あらすじ
イギリスのチェンバレン内閣は、融和外交の失敗の責任を取らされて解散。主戦派のチャーチルが代わって首相に就任するが、国王からの信頼も薄ければ、議会での求心力も弱く、そのうえイギリス軍はダンケルクに押し込まれて全滅の危機。フランクリン・ルーズベルトにも支援を求めるが、これが全く役に立たない。
閣僚になっていたチェンバレンとハリファックスは、ここぞとばかりにチャーチルを突き上げて、再びドイツとの和平(実質的には降伏)への流れを作る。
にっちもさっちもいかず、和平案を飲む寸前にまで追い込まれたチャーチル。しかし、それまでハリファックスにベッタリだった国王が、突然チャーチルの家にやってきて、チャーチルへの100%の支持を表明。

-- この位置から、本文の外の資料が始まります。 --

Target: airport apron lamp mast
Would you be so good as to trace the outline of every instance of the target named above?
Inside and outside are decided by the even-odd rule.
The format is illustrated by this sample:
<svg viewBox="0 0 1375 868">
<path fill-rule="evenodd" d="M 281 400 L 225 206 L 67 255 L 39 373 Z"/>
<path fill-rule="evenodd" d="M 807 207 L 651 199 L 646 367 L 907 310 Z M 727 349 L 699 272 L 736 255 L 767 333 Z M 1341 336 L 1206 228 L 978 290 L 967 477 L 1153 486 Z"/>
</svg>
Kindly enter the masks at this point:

国王から「国民の声を聞け」というアドバイスを受けたチャーチルは、産まれて初めての地下鉄体験。その地下鉄で話した市民たちが、皆一様にナチスへの降伏に反対であった事に勇気づけられ、議会での演説で徹底抗戦を表明。議会もチャーチルを支持し、和平の流れは完全に御破算。
ダンケルクの撤退が奇跡的な大成功を収めたこと、チェンバレンが病死・ハリファックスが左遷されたこと、5年後にドイツが降伏したこと、戦後の総選挙でチャーチルが負けたこと がテロップで流れておしまい。
感想
ほぼ同時期に上映された二本のチャーチル映画のうちの、メジャーな方。マイナーな方がノルマンディーまでの数日を描いたのに対して、こっちは首相就任からダンケルクまでの話。

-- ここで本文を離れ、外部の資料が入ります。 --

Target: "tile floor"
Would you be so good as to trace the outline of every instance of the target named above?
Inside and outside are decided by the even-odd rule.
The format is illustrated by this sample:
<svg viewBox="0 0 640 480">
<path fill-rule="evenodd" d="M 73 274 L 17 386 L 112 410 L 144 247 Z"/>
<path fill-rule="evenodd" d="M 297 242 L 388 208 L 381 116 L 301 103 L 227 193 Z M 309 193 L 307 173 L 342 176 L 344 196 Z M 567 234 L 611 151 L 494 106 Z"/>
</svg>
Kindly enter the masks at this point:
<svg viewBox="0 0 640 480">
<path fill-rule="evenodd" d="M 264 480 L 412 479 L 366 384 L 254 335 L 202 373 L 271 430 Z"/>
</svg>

作中にナチスの悪が全く描かれていないのに、作中人物たちが「ナチスに屈したら世界は終わりだ」と一方的に盛り上がって、そのままフィナーレ。まぁナチス=絶対悪という共通認識のある欧米の人たちなら違和感なく見られるのだろうが、そうではない私なんかだと置いてけぼり感があった。
宥和政策の失敗も詳しく描かれていなかったわけで、あれだとチェンバレンとハリファックスの方が、よほどマトモに見えるのだよなと。
それに比べるとマイナーな方のチャーチルは、ガリポリで多くの兵士を死なせたことへのトラウマで苦しむという、比較的分かりやすければ共感もしやすいキャラ付けだったので、置いてけぼり感は薄かった気がする。映像美はもちろんメジャー側が圧倒なのだけれども、見ていて面白かったのはマイナーな方だなと。脚色が多いのは、メジャーもマイナーも一緒。